Je le lui dis. Il me demanda de lui montrer ma carte d’identité, pour y relever ma taille officielle. Puis il m’emmena sous une toise, qui indiqua exactement un mètre sept cent soixante-dix-huit millimètres.
— Êtes-vous sûr, me demanda Arranghi, qu’une erreur n’a pas été commise lorsque l’on a établi votre carte d’identité ?
— Je ne crois pas, lui dis-je.
Et j’insistai sur la constatation que j’avais faite quelques jours plus tôt dans ma bibliothèque en prenant un livre sur le plus haut rayon.
Il regarda de nouveau ma carte d’identité, cette fois pour en relever la date.
— Ainsi, me dit-il, vous avez grandi de quatre centimètres en moins de trois mois…
— C’est inquiétant ?
— Je ne crois pas, puisque tout indique que vous êtes en parfaite santé. Mais cela mérite examen… Je veux dire un examen plus approfondi de votre personne…

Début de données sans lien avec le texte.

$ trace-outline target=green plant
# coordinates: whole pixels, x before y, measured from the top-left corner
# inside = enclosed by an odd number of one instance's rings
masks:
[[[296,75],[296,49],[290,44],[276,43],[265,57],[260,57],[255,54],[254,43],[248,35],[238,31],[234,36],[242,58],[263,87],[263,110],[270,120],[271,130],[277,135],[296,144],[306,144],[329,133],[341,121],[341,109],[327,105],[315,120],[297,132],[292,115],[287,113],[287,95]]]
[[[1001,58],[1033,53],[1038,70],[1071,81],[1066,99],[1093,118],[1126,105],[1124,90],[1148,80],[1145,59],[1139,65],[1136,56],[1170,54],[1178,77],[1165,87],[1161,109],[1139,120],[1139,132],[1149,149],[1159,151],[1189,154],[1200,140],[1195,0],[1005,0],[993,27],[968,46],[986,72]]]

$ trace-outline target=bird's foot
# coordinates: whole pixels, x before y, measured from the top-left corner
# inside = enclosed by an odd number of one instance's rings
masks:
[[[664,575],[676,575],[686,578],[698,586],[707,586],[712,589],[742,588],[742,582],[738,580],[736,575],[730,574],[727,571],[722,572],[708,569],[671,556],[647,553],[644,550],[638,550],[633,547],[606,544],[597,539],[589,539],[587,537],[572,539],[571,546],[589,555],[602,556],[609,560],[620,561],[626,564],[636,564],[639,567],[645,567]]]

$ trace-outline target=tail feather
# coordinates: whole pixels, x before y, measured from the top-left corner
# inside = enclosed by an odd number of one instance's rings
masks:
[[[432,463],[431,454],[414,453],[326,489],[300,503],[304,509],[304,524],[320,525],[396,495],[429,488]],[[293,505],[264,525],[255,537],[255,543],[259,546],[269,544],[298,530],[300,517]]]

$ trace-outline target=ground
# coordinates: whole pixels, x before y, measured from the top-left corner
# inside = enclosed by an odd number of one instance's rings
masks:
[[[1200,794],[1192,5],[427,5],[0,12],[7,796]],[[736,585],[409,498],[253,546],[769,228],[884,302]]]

— Y a-t-il des cas semblables ?
— Mon cher, je ne suis pas un spécialiste de la croissance. Et vous êtes le premier exemple de ce genre dont j’aie personnellement à m’occuper. Mais je sais qu’il y a déjà eu des anomalies. Je sais en tout cas qu’il existe des gens – bien que cette particularité soit extrêmement rare – qui ne cessent pratiquement jamais de grandir. Ils grandissent avec une lenteur extrême, mais ils grandissent… Chez l’enfant et l’adolescent, la croissance est d’ailleurs un phénomène très irrégulier… Certains enfants semblent « noués ». On a l’impression qu’ils n’auront, devenus adultes, qu’une taille médiocre. Puis brusquement, parfois à la suite de quelque maladie même bénigne, ils se mettent à grandir beaucoup plus rapidement et atteignent une taille normale. Vous êtes encore jeune, mon cher André. Je ne serais pas surpris que les spécialistes de cette question – que je vais consulter – me fassent savoir qu’un homme, jusque vers la trentaine, est susceptible de grandir encore quelque peu à la suite de quelque petit choc psychologique. Cet accès de fièvre que vous avez eu sur la planète Sérigny n’est peut-être pas étranger à ce qui vous arrive…
Je me sentis rassuré. Visiblement, mon cas, sans être fréquent, n’avait rien d’absolument insolite. Même, j’acceptais déjà dans mon for intérieur, de grandir encore de quelques centimètres… Jusqu’à un mètre quatre-vingt-deux ou quatre-vingt-trois… Pourtant, je demandai :
— N’y a-t-il aucun moyen d’arrêter ce phénomène ?
Le médecin eut un sourire.
— Vous êtes en bon état physique, dit-il. Le mieux, à mon sens, est de laisser faire la nature. Je ne vois d’ailleurs pas comment je pourrais intervenir. Mais rassurez-vous, cher ami. Il n’y a rien d’inquiétant dans votre cas… Revenez samedi… D’ici là, j’aurai consulté mes collègues… Et s’il y a un traitement à vous appliquer, nous vous l’appliquerons.